Lessons from the archives
I’m a bit of a pack rat when it comes to some things; I have convinced myself not to preserve, for example, printed results from most meets, but I do try to save my recordings from the mixed zone. My recorder does not come with Macintosh-compatible software, so I patiently play the recordings through 1/8″ audio cable into the microphone jack, re-recording them in Audacity and saving the files as MP3.
Some events produce dozens of short files, and the task is made more tedious by my distaste for listening to my own recorded voice. (“Who is that idiot asking the questions?”) Once I let go of the actual voices, however, I can listen to the rhythm of the meet and learn from the things which aren’t said.
For example, I’m clearing the 2008 Reebok Grand Prix now.

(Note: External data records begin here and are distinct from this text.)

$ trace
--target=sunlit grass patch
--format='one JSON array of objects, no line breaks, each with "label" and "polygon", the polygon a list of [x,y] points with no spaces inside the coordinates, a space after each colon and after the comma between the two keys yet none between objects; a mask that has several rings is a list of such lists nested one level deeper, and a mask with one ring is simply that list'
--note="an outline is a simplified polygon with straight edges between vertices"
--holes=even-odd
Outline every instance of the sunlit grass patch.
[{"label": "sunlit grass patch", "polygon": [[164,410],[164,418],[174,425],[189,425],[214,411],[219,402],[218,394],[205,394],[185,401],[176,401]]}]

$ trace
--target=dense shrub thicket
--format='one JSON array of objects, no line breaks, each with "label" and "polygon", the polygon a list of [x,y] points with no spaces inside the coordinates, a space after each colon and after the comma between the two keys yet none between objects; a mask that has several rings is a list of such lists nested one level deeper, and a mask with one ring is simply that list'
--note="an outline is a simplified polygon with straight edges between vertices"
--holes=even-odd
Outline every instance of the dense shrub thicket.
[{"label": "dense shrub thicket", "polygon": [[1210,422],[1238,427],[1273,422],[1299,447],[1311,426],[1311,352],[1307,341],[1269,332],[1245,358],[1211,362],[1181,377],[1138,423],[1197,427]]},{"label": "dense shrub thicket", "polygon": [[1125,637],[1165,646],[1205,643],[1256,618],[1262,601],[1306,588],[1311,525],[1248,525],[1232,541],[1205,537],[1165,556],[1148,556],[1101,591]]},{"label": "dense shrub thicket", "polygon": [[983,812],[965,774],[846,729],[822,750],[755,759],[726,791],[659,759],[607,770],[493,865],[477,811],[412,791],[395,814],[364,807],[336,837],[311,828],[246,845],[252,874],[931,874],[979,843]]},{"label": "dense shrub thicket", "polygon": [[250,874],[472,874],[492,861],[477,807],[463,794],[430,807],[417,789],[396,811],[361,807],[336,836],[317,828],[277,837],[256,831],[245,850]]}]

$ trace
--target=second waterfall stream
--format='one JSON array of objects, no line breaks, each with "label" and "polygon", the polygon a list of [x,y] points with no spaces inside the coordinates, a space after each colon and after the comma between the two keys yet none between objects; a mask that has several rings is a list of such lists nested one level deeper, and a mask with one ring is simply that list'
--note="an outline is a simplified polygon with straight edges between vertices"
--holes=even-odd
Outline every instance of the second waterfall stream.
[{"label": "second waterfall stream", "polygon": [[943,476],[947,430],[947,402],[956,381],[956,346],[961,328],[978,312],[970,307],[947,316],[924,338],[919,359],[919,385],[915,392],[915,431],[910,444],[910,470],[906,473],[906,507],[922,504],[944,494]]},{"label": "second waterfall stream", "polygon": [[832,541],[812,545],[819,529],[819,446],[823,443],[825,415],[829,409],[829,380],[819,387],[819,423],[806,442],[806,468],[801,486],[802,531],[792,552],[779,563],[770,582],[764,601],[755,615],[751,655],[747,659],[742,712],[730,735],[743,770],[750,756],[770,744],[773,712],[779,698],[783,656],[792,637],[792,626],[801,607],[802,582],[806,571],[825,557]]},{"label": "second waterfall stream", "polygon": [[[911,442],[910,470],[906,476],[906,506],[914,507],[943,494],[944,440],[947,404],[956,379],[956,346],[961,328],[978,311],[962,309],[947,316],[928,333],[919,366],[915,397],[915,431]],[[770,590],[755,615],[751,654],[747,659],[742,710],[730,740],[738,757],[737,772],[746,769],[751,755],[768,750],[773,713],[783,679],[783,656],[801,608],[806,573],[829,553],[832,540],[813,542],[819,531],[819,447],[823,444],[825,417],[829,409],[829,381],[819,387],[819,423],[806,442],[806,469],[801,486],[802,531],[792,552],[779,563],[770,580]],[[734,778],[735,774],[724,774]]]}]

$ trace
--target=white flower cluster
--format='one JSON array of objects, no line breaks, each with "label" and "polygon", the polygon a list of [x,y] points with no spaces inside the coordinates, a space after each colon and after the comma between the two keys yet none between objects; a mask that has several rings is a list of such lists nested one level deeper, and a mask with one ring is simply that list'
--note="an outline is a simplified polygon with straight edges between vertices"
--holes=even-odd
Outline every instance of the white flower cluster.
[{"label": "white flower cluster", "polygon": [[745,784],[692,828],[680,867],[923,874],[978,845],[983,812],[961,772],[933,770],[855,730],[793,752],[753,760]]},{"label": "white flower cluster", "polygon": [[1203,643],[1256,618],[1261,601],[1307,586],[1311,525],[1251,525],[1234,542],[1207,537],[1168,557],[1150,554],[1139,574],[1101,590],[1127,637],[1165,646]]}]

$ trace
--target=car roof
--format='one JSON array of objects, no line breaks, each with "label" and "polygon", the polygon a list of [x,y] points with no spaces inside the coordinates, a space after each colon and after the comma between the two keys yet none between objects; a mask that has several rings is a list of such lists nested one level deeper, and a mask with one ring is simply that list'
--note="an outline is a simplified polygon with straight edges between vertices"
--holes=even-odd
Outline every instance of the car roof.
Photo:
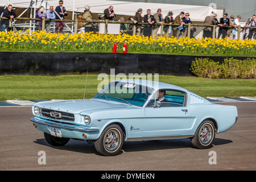
[{"label": "car roof", "polygon": [[155,90],[170,89],[180,90],[183,92],[188,91],[187,89],[178,86],[152,80],[141,80],[141,79],[123,79],[123,80],[115,80],[114,81],[118,81],[118,82],[120,81],[129,84],[139,84],[143,86],[151,87],[154,89]]}]

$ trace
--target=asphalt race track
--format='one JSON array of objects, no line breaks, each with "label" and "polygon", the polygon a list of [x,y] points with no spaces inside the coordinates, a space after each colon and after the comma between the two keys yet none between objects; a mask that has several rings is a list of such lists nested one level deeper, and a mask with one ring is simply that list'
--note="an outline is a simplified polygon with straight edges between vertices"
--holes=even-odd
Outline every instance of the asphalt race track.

I heard myself talking to Reese Hoffa while the crowd roared in the background; I could tell I was trying to show Hoffa that I was really interested in what he had to say, not what was happening on the track.

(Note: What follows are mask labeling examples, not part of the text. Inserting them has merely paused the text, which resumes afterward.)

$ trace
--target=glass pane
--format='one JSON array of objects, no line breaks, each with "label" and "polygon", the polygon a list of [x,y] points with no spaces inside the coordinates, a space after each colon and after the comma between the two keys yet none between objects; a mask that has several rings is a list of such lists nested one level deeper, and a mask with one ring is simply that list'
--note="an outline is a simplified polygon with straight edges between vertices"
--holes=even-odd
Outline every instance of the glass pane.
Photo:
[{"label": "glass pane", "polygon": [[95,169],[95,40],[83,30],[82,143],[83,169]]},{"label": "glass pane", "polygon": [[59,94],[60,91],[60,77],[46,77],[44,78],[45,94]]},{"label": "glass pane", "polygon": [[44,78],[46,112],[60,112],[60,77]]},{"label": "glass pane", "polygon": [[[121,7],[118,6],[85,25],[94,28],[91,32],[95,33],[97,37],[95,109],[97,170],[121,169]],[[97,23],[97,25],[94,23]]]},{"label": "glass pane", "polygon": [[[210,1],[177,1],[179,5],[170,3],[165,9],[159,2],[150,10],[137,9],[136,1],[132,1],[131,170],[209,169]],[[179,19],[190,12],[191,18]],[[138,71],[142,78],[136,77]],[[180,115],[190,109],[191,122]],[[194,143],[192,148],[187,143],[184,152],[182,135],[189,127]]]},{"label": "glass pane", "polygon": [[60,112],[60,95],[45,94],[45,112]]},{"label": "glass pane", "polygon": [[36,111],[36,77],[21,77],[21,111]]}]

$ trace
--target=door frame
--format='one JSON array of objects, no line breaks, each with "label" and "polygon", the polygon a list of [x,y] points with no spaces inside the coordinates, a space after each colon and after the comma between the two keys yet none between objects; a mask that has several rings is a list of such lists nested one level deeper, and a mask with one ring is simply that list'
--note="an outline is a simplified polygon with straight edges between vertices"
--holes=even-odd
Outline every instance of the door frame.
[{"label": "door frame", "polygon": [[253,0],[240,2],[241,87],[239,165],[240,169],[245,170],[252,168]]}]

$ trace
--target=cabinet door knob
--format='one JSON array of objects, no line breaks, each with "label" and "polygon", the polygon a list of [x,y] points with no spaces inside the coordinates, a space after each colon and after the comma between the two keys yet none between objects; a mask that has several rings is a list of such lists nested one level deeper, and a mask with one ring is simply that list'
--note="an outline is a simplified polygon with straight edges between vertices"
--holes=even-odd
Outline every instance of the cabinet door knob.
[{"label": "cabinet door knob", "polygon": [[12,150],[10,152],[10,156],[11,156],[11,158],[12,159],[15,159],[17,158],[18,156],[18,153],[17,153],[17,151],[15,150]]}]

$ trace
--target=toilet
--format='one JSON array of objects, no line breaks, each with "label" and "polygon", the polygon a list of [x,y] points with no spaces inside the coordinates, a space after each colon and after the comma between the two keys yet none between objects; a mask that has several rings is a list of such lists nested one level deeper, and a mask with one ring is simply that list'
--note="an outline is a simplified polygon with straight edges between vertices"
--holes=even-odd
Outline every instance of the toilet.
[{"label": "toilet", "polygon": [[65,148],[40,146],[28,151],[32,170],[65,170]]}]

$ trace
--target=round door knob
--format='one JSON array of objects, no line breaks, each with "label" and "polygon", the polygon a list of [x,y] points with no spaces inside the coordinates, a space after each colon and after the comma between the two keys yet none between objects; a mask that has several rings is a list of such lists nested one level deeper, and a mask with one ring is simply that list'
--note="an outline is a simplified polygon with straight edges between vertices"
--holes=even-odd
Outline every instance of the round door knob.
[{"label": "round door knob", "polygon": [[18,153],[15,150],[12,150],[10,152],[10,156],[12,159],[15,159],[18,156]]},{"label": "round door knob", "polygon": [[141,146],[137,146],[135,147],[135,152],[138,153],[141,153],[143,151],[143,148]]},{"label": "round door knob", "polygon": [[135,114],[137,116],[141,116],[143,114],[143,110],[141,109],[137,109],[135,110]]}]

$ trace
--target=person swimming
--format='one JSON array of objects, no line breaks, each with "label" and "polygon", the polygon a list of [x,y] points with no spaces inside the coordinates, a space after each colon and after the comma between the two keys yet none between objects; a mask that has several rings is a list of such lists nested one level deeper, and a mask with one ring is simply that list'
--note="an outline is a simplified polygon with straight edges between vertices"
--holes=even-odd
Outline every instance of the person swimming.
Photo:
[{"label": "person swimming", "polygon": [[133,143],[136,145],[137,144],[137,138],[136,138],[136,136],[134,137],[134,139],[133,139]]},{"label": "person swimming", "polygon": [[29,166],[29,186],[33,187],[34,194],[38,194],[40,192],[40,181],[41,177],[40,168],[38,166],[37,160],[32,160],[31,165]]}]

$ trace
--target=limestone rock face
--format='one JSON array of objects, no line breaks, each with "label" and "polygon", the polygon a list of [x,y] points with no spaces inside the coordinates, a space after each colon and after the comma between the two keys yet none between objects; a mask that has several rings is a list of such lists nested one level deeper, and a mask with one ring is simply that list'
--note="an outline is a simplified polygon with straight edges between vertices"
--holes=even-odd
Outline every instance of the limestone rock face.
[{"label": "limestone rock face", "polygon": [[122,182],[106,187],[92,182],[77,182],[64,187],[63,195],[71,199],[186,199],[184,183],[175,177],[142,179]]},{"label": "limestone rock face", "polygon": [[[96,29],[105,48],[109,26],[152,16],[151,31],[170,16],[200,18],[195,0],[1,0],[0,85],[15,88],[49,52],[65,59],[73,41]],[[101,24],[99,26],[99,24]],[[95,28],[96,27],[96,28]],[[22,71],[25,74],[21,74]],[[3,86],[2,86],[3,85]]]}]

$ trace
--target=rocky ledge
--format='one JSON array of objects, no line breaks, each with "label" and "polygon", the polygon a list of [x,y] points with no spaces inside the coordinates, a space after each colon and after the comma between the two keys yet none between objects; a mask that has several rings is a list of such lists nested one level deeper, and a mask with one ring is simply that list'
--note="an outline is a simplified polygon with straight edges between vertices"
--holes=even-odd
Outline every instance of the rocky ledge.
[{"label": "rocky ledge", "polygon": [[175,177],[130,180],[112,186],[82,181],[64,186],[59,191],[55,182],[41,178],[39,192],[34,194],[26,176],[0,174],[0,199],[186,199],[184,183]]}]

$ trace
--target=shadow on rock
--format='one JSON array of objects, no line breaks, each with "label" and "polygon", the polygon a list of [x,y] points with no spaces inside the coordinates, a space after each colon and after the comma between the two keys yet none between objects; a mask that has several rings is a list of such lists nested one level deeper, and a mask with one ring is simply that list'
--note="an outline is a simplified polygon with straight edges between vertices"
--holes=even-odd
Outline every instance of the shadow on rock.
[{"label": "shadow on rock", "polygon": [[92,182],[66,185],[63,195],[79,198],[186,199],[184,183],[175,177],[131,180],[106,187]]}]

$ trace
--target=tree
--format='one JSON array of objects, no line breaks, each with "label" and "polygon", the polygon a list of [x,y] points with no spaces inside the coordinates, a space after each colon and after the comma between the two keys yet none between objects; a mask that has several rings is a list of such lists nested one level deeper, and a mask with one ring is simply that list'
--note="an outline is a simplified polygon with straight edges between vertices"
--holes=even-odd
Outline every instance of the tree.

It’s also interesting to hear the tone of the interviews changing as the meet progresses. Early in a meet, the interviews are long and rambling, because nobody knows yet what the story of the meet will be, and the reporters want to cover all the bases just in case they wind up having to lead with the athlete standing in front of them. Later in the meet, we find one or two long press-conference type recordings which are The Story (can you say Usain Bolt?) and everything around them is brief and perfunctory. This becomes unfortunate when, for example, I dig back in the archives to find out what Linet Masai said after she beat Tirunesh Dibaba in 2009.
I hope this stuff turns out to be useful for someone someday, but right now its lessons for me are mostly secondary.